The French Film Festival begins at the Prytania Theatre tonight with Gainsbourg: A Heroic Life, about singer Serge Gainsbourg. There is a variety of genres, and films include the 1951 classic An American in Paris (the only inclusion that's in English, all others are subtitled), the documentary L'Amour Fou, about fashion mogul Yves Saint Laurent, the Jean-Luc Goddard film Socialisme, and thrillers Love Crime and Rapt (trailer above). L'Amour Fou has its moments, particularly regarding Saint Laurent's period of wild indulgence in drugs and alcohol from the mid-1970s through the early 1990s, but it is mostly a more serious film that dwells on the reflections of his longtime life and business partner Pierre Berger (more here).
Rapt is based on the kidnapping of a French industrialist in 1978, but it is an original drama set more recently. And it was nominated for four Cesars, the French Oscars. Full review after the jump. Festival schedule here.
Rapt offers a hard economic lesson: Even kidnapping ransoms are subject to market valuation. While a family may consider a member priceless, other people have fixed ideas about what a life is worth.

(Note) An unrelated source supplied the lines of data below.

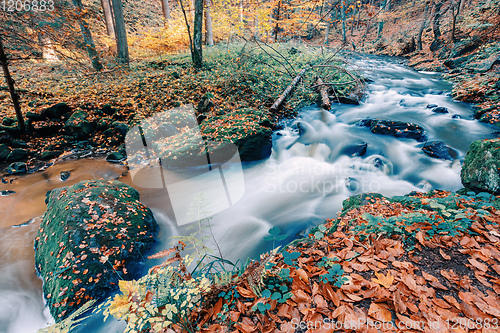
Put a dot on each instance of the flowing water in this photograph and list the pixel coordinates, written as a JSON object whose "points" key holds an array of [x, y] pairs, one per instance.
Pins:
{"points": [[302, 183]]}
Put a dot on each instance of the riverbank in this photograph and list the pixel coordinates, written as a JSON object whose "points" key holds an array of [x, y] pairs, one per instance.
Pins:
{"points": [[91, 112]]}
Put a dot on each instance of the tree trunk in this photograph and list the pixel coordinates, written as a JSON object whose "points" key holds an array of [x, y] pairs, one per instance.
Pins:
{"points": [[198, 34], [288, 90], [166, 10], [381, 22], [108, 17], [436, 19], [10, 84], [342, 14], [87, 37], [208, 24], [327, 33], [48, 52], [277, 27], [422, 27], [120, 33]]}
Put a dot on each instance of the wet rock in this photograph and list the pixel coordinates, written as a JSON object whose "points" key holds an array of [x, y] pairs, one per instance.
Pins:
{"points": [[33, 116], [440, 109], [398, 129], [78, 126], [4, 137], [56, 112], [4, 152], [47, 128], [65, 175], [355, 150], [104, 123], [8, 121], [115, 157], [365, 122], [17, 168], [167, 130], [6, 193], [108, 109], [439, 149], [50, 154], [93, 234], [17, 154], [205, 105], [120, 127], [481, 168], [19, 144]]}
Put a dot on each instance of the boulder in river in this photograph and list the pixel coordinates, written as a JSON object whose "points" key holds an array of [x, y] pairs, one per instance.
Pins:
{"points": [[57, 111], [4, 152], [440, 109], [481, 168], [17, 168], [93, 234], [438, 149], [398, 129], [78, 126]]}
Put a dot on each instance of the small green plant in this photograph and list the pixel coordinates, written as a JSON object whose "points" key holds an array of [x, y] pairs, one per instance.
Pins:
{"points": [[275, 235], [334, 275]]}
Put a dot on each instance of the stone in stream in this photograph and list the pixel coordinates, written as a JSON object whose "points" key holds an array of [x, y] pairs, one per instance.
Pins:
{"points": [[397, 129], [115, 157], [65, 175], [440, 109], [17, 154], [481, 168], [49, 154], [17, 168], [78, 126], [4, 152], [355, 150], [57, 111], [92, 234], [439, 149], [5, 193]]}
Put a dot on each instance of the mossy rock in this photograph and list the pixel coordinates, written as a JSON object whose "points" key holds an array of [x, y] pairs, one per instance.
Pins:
{"points": [[359, 200], [78, 126], [481, 169], [93, 234]]}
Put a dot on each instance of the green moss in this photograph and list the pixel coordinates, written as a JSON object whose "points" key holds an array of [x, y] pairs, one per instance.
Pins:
{"points": [[92, 234]]}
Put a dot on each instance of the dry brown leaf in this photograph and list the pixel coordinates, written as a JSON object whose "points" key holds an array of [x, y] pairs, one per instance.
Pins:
{"points": [[384, 280], [379, 311]]}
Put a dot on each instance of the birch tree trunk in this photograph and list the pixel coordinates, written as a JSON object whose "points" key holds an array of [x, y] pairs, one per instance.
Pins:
{"points": [[198, 34], [120, 33], [108, 17], [87, 37], [10, 84], [209, 37], [166, 10], [422, 27]]}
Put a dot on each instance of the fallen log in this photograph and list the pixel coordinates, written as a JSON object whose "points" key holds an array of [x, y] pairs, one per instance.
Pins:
{"points": [[287, 91], [323, 92]]}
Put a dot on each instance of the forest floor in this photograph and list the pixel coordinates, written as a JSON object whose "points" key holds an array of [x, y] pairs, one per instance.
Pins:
{"points": [[234, 78]]}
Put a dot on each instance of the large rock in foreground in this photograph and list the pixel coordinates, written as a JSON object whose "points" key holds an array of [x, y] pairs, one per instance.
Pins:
{"points": [[481, 169], [93, 234]]}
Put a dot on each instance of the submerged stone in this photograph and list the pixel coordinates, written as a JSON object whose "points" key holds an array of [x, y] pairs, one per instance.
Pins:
{"points": [[93, 234], [398, 129], [481, 169]]}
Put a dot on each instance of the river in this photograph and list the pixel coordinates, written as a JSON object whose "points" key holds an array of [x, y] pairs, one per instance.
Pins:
{"points": [[303, 182]]}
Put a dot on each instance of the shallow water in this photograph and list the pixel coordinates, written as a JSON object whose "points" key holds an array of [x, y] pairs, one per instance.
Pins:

Nominated for four Cesar awards, including best picture and actor, Rapt chronicles the kidnapping of Stanislas Graff (Yvan Attal), a multimillionaire who heads a massive corporation based in Paris. The criminals are in it purely for profit, and they want 50 million Euros for his return. They cut off one of his fingers to demonstrate how serious they are, and they humiliate and terrorize him for no extra charge. Negotiations get tense when Graff’s wife and the corporation can come up with only 20 million Euros. The kidnappers are ruthless and efficient, but in the end, a dead body is worth nothing to them.
The situation becomes more complicated as the police and government get involved. One lawyer suggests not negotiating, essentially risking paying the price of one human life to close down the industry. As the press swarms to the story, tabloids reveal Graff had multiple mistresses and lost a lot of money while gambling. This humiliates his wife and family and encourages the captors to believe anyone with alleged losses in the millions of Euros must have access to the grand sum they demand. The crass calculations also extend to the corporation, which would prefer the public and unions don’t see Graff as an overpaid playboy who barely impacted operations while collecting extravagant fees.
Graff’s wife Francoise (Anne Consigny) remains committed to preserving her family, ostensibly at any cost, but she becomes increasingly aware that she barely knew her husband.
The French Film Festival is sponsored by the New Orleans Film Society and French Consul General. Tickets $9 general admission, $7 New Orleans Film Society members.